Around Halloween, spider webs are not just artificial decorations around human homes but a very obvious part of the natural world. Many big spiders seem to mature at a time when most insects are close to the end of their lives.  In autumn the spiders can easily harvest weakened bees, beetles and grasshoppers that might have been able to put up too much of a struggle in their prime.  This abundance of prey provides spiders with resources to survive the lean winter months. The term survival doesn't refer to the individual here. Many spiders mature and produce eggs in autumn, and it is often only the offspring that winters, be it in form of eggs or as freshly hatched spiderlings. But it certainly pays to send these off very well nourished.


Peucetia viridans (Green Lynx Spider) preying on a bee
Not all spider weavings are hunting implements. Lynx spiders do not trap their prey in webs. They get their name from their hunting methods that include stalking, jumping,  and sometimes lengthy pursuits of the prey and reminded observers of those of a big cat. Lynx Spiders are well equipped for this kind of hunting with strong legs and streamlined bodies.

 Their translucent green color of Peucetia viridans (Green Lynx Spider) may be cryptic enough to hide them from their prey when they lay in ambush on green foliage.  But when they stalk their prey on flowers as they very often do, they seem very obvious at least to the human eye and far less camouflaged than the yellow and white crab spiders that are also hunting for flower visitors.


By late October the female lynx spiders reach maturity and are quite big, three fourth of an inch. They produce a ball of webbing that is about the size of a quarter and suspended from tall grasses or twigs of a mesquite or acacia. 


The ball is the egg sac of the spider that she guards carefully. It contains hundreds of eggs  Interestingly,  in this case there was also silk-wrapped prey, namely a honey bee, in this nesting area. I wonder whether the female, duty-bound to the nest as she is, is now routinely trapping insects for food, or whether she just opportunistically collects when something gets caught. Are any of the threads sticky? I think I have to research what is known about the phylogenesis of spider webs as traps. Maybe they did all evolve from nesting webs which are not uncommon among arthropods.


 This spider is guarding her freshly hatched spiderlings in the mesquite grassland around Molino Basin. Bynow her egg sack is loosing its tightly woven  coherence.


 Hundreds of young spiders will soon be pouring out of this one egg sack. It looks as if they go through one molt before they move on, as many exuviae are still hanging in the nest.

 By mid November the kids have grown and the female has lost a lot of weight.


Peucetia viridans (Green Lynx Spider)  with hatchlings, photo added in Nov. 2014
To find food and survive, the hatchlings will now have to disperse.  Their tiny legs are not a great means of locomotion, even though each has eight of them.  
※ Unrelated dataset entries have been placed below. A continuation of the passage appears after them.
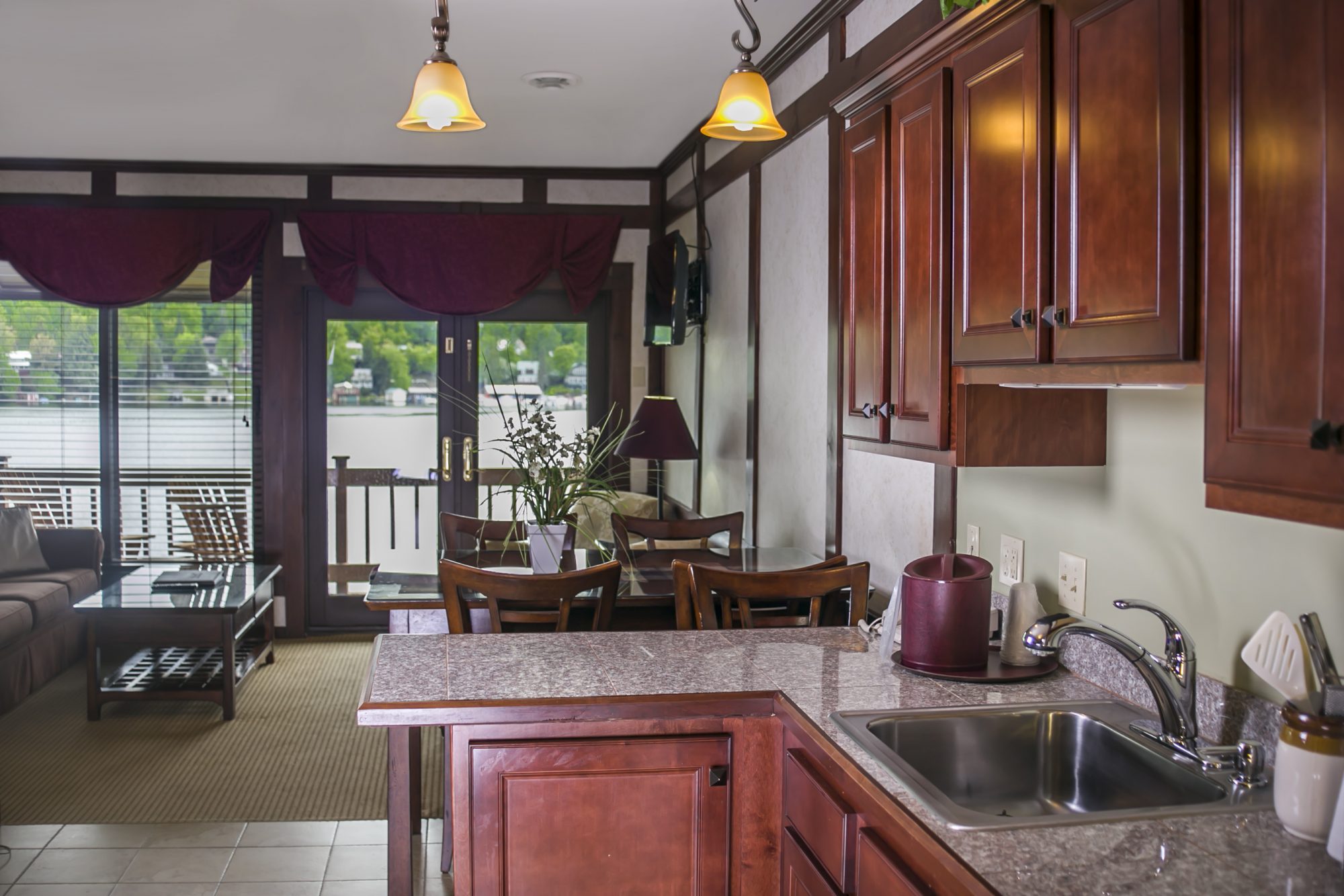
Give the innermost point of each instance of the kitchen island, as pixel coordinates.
(702, 760)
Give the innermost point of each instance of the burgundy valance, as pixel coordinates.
(460, 264)
(127, 256)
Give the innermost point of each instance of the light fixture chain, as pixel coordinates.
(756, 33)
(440, 25)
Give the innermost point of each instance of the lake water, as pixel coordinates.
(404, 439)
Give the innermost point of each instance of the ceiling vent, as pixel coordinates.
(552, 80)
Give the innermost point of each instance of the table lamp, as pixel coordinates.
(659, 433)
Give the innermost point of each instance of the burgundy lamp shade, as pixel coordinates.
(659, 433)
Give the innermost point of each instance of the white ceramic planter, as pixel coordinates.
(545, 545)
(1308, 772)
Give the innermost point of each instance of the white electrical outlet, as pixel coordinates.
(1073, 582)
(1010, 559)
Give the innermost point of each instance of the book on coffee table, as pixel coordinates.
(189, 580)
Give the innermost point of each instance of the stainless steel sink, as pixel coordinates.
(1048, 764)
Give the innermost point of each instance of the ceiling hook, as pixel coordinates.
(756, 34)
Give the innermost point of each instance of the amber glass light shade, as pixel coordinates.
(745, 112)
(440, 103)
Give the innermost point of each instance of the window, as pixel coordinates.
(49, 406)
(170, 448)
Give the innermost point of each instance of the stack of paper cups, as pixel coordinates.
(1023, 611)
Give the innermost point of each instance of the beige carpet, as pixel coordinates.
(292, 753)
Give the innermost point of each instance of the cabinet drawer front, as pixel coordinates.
(800, 877)
(821, 817)
(881, 874)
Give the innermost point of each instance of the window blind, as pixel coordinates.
(49, 406)
(185, 427)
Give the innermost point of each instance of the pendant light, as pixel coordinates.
(745, 112)
(440, 103)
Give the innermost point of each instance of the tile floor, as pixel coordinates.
(236, 859)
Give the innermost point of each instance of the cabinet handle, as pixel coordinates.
(1326, 436)
(1053, 316)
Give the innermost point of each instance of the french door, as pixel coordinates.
(404, 414)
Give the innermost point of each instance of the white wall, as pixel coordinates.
(1146, 533)
(724, 447)
(792, 400)
(888, 515)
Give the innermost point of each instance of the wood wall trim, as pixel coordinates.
(835, 404)
(147, 166)
(753, 354)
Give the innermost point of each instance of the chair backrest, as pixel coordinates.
(533, 600)
(650, 533)
(470, 534)
(217, 522)
(772, 600)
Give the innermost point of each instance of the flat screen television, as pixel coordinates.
(674, 292)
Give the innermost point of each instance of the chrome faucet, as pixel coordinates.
(1171, 678)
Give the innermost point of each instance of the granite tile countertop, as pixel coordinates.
(827, 670)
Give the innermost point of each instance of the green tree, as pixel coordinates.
(390, 367)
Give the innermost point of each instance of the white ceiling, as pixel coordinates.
(325, 81)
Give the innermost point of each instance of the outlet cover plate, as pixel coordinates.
(1073, 582)
(1010, 559)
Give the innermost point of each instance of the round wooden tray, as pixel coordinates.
(997, 671)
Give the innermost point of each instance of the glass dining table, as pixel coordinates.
(416, 605)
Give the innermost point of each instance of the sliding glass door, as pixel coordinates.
(405, 414)
(138, 421)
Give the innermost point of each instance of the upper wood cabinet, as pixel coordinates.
(1275, 257)
(595, 815)
(1124, 178)
(864, 279)
(1001, 220)
(921, 256)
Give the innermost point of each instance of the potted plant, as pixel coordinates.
(556, 475)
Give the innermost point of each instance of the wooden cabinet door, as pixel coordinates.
(1124, 140)
(864, 276)
(1002, 213)
(881, 872)
(600, 816)
(1275, 143)
(800, 877)
(921, 256)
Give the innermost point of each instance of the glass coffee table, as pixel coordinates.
(179, 645)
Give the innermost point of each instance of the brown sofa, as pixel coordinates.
(40, 633)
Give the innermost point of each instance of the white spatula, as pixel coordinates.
(1275, 654)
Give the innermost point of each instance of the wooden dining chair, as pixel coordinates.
(650, 533)
(705, 616)
(526, 600)
(471, 534)
(772, 600)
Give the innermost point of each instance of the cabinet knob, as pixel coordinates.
(1325, 436)
(1052, 316)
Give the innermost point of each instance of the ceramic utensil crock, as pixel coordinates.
(1308, 770)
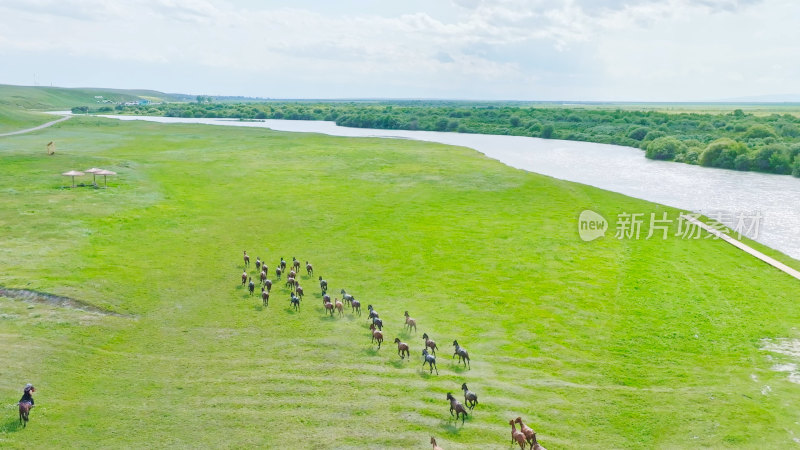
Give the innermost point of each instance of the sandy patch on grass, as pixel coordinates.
(56, 300)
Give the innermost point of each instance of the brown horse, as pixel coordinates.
(429, 343)
(339, 307)
(410, 323)
(456, 406)
(517, 435)
(377, 335)
(402, 349)
(24, 411)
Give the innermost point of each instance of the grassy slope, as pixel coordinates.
(19, 105)
(634, 344)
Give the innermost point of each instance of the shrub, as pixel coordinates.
(638, 133)
(722, 153)
(665, 148)
(742, 162)
(759, 132)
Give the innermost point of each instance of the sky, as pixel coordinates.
(548, 50)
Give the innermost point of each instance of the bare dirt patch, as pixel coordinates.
(786, 347)
(57, 300)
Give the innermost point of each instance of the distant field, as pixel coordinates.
(608, 344)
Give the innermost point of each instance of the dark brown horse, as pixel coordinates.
(24, 411)
(429, 343)
(456, 406)
(377, 335)
(264, 297)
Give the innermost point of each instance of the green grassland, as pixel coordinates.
(21, 106)
(607, 344)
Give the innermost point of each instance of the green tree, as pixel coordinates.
(664, 148)
(638, 133)
(759, 131)
(722, 153)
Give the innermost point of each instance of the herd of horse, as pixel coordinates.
(524, 436)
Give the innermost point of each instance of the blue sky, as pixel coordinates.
(603, 50)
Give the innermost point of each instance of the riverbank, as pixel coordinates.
(728, 195)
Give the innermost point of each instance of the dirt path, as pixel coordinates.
(28, 130)
(57, 300)
(771, 261)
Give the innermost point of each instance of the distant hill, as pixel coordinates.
(775, 98)
(49, 98)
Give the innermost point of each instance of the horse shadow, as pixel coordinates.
(451, 426)
(460, 368)
(399, 363)
(11, 426)
(372, 351)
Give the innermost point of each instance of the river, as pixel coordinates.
(725, 194)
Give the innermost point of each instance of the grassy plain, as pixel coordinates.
(608, 344)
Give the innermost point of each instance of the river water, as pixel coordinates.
(764, 206)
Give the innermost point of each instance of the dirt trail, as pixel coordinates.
(771, 261)
(28, 130)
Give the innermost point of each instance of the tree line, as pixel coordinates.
(734, 140)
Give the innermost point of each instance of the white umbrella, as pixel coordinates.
(73, 174)
(105, 173)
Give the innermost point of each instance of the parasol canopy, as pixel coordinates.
(105, 173)
(93, 171)
(73, 174)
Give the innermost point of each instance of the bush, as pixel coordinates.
(638, 133)
(759, 132)
(653, 135)
(742, 162)
(722, 153)
(665, 148)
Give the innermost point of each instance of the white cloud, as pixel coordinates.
(546, 49)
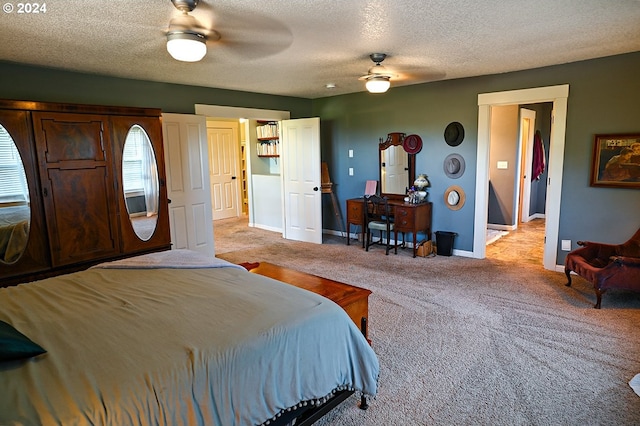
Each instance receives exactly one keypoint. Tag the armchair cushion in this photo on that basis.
(607, 265)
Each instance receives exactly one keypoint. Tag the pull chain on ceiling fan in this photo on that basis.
(378, 78)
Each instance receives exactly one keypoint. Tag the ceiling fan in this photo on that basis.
(378, 77)
(186, 37)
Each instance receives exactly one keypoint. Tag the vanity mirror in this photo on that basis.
(140, 182)
(397, 167)
(15, 212)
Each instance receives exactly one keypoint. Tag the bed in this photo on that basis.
(176, 338)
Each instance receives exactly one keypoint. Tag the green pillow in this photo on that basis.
(15, 345)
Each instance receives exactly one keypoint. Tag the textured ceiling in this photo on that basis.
(294, 48)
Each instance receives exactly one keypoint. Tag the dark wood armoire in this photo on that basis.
(73, 164)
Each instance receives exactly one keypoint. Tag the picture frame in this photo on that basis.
(616, 160)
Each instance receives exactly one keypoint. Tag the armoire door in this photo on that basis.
(138, 158)
(74, 155)
(23, 242)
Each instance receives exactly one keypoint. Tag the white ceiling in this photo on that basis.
(294, 48)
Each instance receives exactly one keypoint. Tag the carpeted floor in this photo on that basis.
(472, 342)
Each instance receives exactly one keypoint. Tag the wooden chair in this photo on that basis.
(379, 217)
(606, 265)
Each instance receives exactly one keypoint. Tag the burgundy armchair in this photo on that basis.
(606, 265)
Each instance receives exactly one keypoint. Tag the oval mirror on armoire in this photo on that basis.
(15, 210)
(140, 182)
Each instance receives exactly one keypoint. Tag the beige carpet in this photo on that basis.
(473, 342)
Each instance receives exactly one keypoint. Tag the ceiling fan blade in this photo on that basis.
(251, 36)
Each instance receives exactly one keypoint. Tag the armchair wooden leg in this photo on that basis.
(567, 272)
(598, 298)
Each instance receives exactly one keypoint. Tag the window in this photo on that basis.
(133, 157)
(14, 181)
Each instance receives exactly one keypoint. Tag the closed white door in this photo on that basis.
(188, 188)
(223, 162)
(302, 199)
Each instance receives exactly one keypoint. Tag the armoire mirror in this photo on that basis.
(15, 212)
(397, 167)
(140, 182)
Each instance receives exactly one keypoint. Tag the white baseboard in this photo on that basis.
(501, 227)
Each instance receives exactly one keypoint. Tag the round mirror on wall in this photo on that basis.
(15, 210)
(140, 182)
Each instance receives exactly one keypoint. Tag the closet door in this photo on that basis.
(74, 154)
(141, 189)
(23, 240)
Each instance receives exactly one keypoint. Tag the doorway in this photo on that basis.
(216, 112)
(558, 95)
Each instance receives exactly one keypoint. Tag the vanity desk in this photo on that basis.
(397, 172)
(408, 217)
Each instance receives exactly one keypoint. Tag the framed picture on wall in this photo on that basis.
(616, 161)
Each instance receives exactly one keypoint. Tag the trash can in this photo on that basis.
(444, 242)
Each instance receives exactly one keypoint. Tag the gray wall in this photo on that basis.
(20, 82)
(602, 99)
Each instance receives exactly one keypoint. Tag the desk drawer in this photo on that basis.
(355, 211)
(404, 218)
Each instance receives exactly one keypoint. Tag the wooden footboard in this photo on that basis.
(354, 300)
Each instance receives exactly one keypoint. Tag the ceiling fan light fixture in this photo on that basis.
(378, 84)
(186, 46)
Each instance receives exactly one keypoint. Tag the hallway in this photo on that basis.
(525, 244)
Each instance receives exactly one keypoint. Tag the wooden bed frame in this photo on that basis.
(354, 300)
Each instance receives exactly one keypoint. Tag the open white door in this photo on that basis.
(527, 130)
(187, 163)
(302, 198)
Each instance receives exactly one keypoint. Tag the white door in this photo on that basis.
(223, 161)
(187, 163)
(302, 199)
(527, 129)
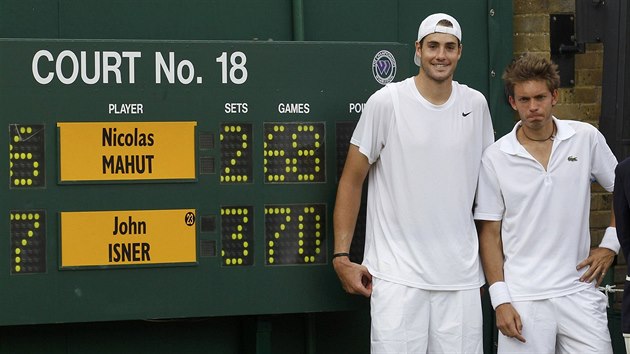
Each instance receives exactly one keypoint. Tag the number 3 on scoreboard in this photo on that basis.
(238, 71)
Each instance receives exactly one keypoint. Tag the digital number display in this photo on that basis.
(28, 241)
(295, 234)
(26, 156)
(236, 153)
(237, 235)
(294, 152)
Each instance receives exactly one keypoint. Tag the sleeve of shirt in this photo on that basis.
(371, 131)
(489, 201)
(621, 205)
(603, 162)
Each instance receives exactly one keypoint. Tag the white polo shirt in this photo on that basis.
(425, 162)
(544, 213)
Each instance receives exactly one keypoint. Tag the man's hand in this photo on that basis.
(598, 262)
(509, 322)
(355, 278)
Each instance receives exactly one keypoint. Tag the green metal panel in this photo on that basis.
(174, 19)
(326, 78)
(29, 19)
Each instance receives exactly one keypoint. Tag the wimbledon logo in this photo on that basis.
(384, 67)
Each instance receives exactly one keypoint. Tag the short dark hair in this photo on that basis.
(530, 67)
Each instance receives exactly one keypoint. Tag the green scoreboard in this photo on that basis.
(171, 179)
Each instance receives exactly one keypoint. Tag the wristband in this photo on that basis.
(340, 254)
(610, 240)
(499, 294)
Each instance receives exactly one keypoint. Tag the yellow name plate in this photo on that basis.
(118, 151)
(113, 238)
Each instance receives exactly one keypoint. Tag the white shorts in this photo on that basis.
(576, 323)
(411, 320)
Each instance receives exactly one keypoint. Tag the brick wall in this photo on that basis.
(581, 102)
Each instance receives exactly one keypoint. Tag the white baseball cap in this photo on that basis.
(430, 25)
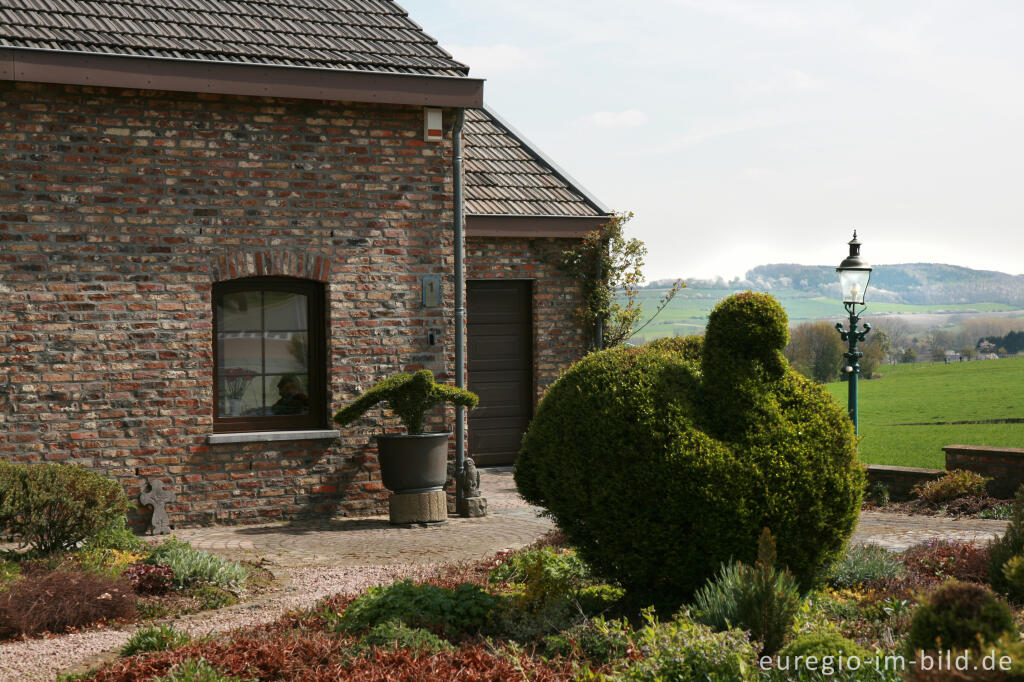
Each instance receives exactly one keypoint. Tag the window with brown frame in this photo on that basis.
(269, 340)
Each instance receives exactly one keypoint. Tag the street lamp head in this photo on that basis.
(854, 273)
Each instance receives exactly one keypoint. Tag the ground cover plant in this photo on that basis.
(869, 619)
(907, 416)
(711, 440)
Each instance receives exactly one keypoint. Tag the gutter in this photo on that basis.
(145, 73)
(460, 308)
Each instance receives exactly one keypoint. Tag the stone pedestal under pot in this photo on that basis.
(414, 467)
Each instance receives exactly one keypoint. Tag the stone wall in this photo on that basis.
(558, 339)
(119, 209)
(1004, 465)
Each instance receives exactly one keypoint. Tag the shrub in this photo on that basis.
(1007, 547)
(394, 634)
(864, 563)
(956, 483)
(681, 649)
(946, 559)
(468, 608)
(52, 507)
(756, 598)
(823, 643)
(155, 638)
(192, 566)
(197, 670)
(150, 579)
(211, 596)
(635, 449)
(597, 640)
(56, 600)
(960, 615)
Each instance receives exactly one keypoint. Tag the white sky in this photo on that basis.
(755, 132)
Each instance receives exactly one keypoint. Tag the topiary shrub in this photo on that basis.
(52, 507)
(962, 615)
(663, 462)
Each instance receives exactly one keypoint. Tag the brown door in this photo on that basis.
(501, 370)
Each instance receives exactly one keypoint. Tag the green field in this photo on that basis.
(937, 392)
(687, 313)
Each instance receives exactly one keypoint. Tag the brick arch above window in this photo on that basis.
(270, 262)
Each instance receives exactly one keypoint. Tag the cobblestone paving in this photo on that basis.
(511, 523)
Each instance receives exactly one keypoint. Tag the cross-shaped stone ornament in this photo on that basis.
(158, 497)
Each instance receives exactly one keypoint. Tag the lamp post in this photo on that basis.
(853, 275)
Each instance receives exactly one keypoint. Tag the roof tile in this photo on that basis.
(359, 35)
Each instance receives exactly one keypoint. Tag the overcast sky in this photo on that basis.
(742, 133)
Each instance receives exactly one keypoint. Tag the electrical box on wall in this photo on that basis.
(432, 131)
(431, 291)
Juvenile wolf spider ready for take-off  (photo by Pieceoflace Photohraphy)

Instead, like dandelion seeds, many young spiders use aerial navigation:  Each spider climbs the top of a grass or a twig. Here the spider lifts up its abdomen and spins out a thread, long enough to buoy up the spider. A mild upward air current of a still autumn day would be ideal to carry the silk and the attached little spider far enough to begin her live on her own.  New research even suggests that earth electromagnetic fields  or more localized electromagmetic phenomena may help explain why aerial navigation can take place on windless days. 

Gossamer Sunset (photo by DavidMXGreen@gmail.com)
Threads of millions of little spider floating in the wind can form showers of silvery gossamer. If they all get caught in the same area they can form veils that cover soil and vegetation in magically sparkling layers. In Germany this time of the year is called Altweibersommer, 'old wives' summer for its flying silvery threads.